The review of Mother’s Day, a Polish film recently landed in the Netflix catalog, where a mother with a past as a secret agent has to save her son she has never met, kidnapped by unscrupulous criminals.

The name of the protagonist, that is Nina, like the character played by Bridget Fonda in Codename: Nina (1993), stars and stripes remake of the everlasting cult Nikita (1990) by Luc Besson. In fact, we are faced with another action heroine, ready to make justice triumph and to protect her loved ones while hiding her real identity.
As we tell you in the review of Mother’s Daythis production flying the Polish flag is part of a now consolidated trend, with badass women – real bad-ass – who have nothing to envy to their male colleagues, engaged in hand-to-hand combat and serial shootings. It is no coincidence that the film has landed in the catalog Netflix just days after Mother’s Day and on the heels of the very recent viewership success of The Mother (2023) with Jennifer Lopez, with whom he shares many ideas.
Mother’s heart
The plot of Mother’s Day sees as we have said at the center of the story Nina, a former secret agent of the NATO special forces who had to start from scratch and build a new identity after the body he was a part of was dismantled “unceremoniously”. Having to abandon that dramatic past forever, the woman also had to give up for adoption the newborn son, fruit of the union between her and a colleague who disappeared: these, Max, grew up with adoptive mom and dad, belonging to the city’s political class. Nina has never lost contact with that boy, unaware of his existence, and she spies on him from afar, with binoculars or on social networks; when he comes kidnapped by a criminal organization who intends to blackmail his parents, decides to take action himself to save him. The protagonist will thus end up involved in a complex and murky intrigue with some of the most powerful local gangsters and she will have to unleash her incredible spy skills to get out of it safely as soon as possible.

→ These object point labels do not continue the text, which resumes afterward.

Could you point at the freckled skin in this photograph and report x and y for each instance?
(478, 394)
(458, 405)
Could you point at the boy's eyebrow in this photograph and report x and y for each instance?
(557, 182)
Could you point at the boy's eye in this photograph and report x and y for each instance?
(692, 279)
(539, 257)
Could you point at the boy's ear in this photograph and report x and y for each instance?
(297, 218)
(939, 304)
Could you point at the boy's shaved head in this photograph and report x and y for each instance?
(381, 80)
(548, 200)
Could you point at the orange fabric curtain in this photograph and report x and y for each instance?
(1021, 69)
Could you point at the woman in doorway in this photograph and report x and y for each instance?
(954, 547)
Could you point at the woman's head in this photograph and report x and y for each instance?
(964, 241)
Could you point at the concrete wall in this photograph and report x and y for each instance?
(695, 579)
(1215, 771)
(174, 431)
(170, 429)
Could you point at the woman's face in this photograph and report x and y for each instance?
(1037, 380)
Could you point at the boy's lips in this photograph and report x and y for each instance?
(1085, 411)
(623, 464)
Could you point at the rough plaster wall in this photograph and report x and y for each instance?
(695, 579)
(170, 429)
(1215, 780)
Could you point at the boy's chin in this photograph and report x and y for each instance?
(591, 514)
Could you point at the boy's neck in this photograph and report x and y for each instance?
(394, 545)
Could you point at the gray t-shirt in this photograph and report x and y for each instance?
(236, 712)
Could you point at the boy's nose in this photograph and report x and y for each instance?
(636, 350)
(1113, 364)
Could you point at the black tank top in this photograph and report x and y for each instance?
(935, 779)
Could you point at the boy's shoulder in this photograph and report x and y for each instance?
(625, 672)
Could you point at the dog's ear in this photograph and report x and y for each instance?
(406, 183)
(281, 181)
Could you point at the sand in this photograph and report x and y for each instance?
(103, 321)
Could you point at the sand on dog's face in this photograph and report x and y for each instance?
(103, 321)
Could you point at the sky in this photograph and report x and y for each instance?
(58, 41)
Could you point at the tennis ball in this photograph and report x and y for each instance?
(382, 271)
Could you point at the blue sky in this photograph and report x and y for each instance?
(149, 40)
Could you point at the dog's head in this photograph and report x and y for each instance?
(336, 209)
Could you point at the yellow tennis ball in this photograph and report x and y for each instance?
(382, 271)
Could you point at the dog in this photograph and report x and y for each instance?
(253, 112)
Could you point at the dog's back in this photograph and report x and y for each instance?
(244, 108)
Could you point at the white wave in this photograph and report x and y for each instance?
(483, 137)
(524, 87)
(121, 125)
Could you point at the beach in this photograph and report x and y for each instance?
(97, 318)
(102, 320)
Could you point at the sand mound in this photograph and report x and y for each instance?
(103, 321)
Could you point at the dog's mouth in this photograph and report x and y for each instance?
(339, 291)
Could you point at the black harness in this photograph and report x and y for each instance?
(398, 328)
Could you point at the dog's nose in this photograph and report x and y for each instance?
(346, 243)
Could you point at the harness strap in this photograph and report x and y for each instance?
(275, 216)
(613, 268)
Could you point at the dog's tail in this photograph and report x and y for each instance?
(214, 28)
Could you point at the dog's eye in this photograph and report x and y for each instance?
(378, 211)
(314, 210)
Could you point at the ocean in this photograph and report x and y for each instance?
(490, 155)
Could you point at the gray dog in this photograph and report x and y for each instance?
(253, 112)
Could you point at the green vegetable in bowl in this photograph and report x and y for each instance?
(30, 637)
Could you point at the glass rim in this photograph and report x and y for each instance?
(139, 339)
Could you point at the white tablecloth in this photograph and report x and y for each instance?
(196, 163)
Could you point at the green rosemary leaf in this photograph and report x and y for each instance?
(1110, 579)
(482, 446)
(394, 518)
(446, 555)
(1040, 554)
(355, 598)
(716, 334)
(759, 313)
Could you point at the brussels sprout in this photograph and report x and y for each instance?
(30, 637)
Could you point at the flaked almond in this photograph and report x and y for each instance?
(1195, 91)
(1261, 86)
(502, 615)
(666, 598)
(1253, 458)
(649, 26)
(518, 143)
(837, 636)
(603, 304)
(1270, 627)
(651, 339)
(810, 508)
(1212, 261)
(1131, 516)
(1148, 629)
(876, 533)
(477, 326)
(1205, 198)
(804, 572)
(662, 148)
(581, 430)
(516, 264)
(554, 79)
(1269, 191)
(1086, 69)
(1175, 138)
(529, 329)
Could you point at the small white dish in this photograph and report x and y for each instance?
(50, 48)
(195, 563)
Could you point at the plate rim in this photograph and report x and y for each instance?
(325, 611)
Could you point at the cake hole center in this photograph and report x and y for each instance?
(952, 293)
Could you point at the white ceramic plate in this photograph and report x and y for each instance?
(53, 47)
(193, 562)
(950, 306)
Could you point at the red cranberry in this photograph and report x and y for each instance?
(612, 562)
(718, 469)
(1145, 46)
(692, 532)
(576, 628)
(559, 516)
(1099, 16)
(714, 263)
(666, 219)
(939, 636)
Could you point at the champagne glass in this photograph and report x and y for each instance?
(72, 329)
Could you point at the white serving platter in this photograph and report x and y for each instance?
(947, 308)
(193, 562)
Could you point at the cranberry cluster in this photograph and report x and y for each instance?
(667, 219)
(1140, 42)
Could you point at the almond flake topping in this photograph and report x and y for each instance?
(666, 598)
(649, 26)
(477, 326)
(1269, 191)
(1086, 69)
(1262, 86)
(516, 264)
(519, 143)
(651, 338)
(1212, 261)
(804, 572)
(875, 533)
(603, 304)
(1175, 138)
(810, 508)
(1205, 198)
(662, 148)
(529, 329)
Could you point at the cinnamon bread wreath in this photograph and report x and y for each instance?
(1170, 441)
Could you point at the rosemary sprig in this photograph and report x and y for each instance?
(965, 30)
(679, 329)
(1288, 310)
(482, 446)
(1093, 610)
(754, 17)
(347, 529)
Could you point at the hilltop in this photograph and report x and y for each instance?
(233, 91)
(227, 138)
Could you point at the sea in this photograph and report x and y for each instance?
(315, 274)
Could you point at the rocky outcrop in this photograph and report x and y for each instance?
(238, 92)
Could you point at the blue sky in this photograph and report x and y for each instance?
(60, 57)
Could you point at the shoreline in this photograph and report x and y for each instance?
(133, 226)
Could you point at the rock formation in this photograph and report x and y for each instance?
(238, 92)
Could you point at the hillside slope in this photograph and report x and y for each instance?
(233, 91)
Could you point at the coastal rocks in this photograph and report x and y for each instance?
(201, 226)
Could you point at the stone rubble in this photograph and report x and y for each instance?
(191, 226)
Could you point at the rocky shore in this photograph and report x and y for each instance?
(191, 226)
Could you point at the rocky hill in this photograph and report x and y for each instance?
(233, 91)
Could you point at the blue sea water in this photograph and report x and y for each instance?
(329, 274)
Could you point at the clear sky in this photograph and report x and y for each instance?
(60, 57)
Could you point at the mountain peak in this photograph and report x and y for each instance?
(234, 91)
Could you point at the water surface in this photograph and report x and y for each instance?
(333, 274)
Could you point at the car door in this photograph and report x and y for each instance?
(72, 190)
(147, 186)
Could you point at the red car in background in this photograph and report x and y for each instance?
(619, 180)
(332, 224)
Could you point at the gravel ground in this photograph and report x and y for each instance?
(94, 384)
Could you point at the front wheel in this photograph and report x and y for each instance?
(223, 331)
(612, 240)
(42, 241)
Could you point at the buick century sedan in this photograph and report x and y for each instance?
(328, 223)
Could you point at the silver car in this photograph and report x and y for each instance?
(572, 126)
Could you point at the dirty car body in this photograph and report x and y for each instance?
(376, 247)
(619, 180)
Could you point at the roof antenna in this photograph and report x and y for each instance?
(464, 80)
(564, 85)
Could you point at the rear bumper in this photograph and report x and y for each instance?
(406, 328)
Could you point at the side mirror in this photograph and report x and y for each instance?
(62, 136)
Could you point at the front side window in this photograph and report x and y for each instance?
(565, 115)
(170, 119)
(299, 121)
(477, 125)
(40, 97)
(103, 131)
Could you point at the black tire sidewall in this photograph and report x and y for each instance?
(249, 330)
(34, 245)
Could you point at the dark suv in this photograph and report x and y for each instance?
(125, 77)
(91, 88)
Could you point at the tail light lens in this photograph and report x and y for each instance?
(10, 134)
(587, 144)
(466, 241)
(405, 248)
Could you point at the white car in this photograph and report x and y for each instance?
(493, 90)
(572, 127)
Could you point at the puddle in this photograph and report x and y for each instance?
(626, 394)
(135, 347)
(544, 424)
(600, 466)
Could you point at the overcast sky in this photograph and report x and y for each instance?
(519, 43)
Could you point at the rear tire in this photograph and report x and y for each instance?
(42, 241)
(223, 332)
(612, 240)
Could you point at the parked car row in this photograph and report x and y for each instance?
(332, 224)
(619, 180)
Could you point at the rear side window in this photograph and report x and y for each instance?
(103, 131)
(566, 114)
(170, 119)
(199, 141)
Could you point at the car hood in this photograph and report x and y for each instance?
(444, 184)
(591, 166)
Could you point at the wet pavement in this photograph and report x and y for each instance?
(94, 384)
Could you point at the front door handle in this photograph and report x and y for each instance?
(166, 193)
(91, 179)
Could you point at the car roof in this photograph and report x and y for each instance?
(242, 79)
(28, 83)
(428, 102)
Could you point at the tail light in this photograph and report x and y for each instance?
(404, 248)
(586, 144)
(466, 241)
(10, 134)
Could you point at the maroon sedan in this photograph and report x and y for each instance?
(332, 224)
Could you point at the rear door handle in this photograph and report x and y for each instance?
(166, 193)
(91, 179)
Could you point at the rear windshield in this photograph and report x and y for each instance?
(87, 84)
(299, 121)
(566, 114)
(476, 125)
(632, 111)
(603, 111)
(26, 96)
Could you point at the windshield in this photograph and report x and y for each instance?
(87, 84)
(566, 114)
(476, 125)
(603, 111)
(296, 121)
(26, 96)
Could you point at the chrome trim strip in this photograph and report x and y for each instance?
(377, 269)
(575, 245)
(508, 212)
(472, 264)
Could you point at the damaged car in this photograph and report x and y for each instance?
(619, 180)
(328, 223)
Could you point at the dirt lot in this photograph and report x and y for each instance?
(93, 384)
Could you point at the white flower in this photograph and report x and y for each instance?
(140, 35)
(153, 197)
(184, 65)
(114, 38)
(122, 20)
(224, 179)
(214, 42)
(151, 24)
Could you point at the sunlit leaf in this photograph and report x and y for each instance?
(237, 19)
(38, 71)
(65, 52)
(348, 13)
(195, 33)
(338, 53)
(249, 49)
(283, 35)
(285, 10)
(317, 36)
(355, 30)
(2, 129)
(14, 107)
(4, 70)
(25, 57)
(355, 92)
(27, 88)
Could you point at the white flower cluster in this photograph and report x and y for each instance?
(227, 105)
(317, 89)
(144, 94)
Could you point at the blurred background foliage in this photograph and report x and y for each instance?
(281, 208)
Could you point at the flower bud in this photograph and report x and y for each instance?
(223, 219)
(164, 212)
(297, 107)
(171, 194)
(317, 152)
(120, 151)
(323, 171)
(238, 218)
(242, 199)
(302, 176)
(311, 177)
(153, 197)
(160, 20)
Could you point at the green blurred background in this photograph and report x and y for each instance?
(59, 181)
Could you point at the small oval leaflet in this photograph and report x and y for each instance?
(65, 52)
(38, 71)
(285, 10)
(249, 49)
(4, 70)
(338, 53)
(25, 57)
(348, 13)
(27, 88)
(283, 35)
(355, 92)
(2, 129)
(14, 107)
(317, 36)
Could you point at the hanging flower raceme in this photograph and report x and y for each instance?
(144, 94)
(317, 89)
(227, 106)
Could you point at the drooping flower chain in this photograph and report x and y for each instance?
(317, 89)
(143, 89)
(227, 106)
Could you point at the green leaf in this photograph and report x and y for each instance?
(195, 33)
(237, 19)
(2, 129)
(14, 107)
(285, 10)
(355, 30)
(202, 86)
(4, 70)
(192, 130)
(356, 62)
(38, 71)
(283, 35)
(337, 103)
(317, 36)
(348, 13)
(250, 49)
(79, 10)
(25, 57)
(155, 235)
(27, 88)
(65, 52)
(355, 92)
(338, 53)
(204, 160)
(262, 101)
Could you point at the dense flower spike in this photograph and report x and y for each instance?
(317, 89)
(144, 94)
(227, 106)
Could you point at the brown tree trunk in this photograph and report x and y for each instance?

The Mother, the review: on Netflix a new action-thriller with Jennifer Lopez
Steel woman
From the short prologue, where our challenge is a group of budding thugs who were harassing two little girls, we understand the “raw” soul of the operationwhich also tries to exploit a certain irony related to this woman’s femininity of its own kind: it is no coincidence that to knock down his opponents he resorts to shopping bags, eggs or carrots, or even flour and kitchen utensils, as if to underline that the most violent soul coexists with that of a handyman housewife. A partially self-deprecating solution even if triggered in a context that has little or nothing comic and indeed takes itself all too seriously in its melodramatic soul, between regrets and remorse that are progressively exposed in the unveiling of a widely intuitable truth, as well as the predictable blows scenes that see the inevitable betrayals as yet another move to divert the tracks on the pre-established route.
From Poland with fury
A basic seriousness, predominant in the mother-daughter relationship that presses on the heart of the story, jarring at the same time with the over-the-top characterization of villains and supporting actors: from the shaved and sadomasochistic villain who keeps his father’s head in a jar of formalin to the one who helps Nina in the hope of re-establishing relationships with her daughter, the secondary elements often turn out to be involuntary caricatures, taking away further verisimilitude from a screenplay which is certainly not without flaws. Director Mateusz Rakowiczin his second feature film and his debut in action movies, has studied the lesson well and at least from a stylistic and choreographic point of view the sequences are fairly convincing, including slow motion, overhead shots and short sequence shots to ensure a bit of variety to the passionate public, also being able to count on the good physicality of the protagonist Agnieszka Grochowska.
Conclusions
A woman ready to do anything to save her son, totally unaware of his existence after being given up for adoption when he was still an infant. And if as a mom you have a secret agent forced to change her identity, fun is guaranteed. Or at least it should… Mother’s Day is an action movie without infamy and without praise, more at ease when it’s the action that dominates it than when it tries to build a lopsided story, undecided between its (melo)dramatic halo and that sordid gender irony in the handling of secondary characters. A film in any case addressed exclusively to the omnivores of the vein.
Because we like it
- The action soul can count on solid direction, even if not very original.
- Agnieszka Grochowska comes into its own in the lead role, especially in the hand-to-hand dynamics.
What’s wrong
- The screenplay is full of forcing and too derivative.
- Tones and atmospheres not always balanced.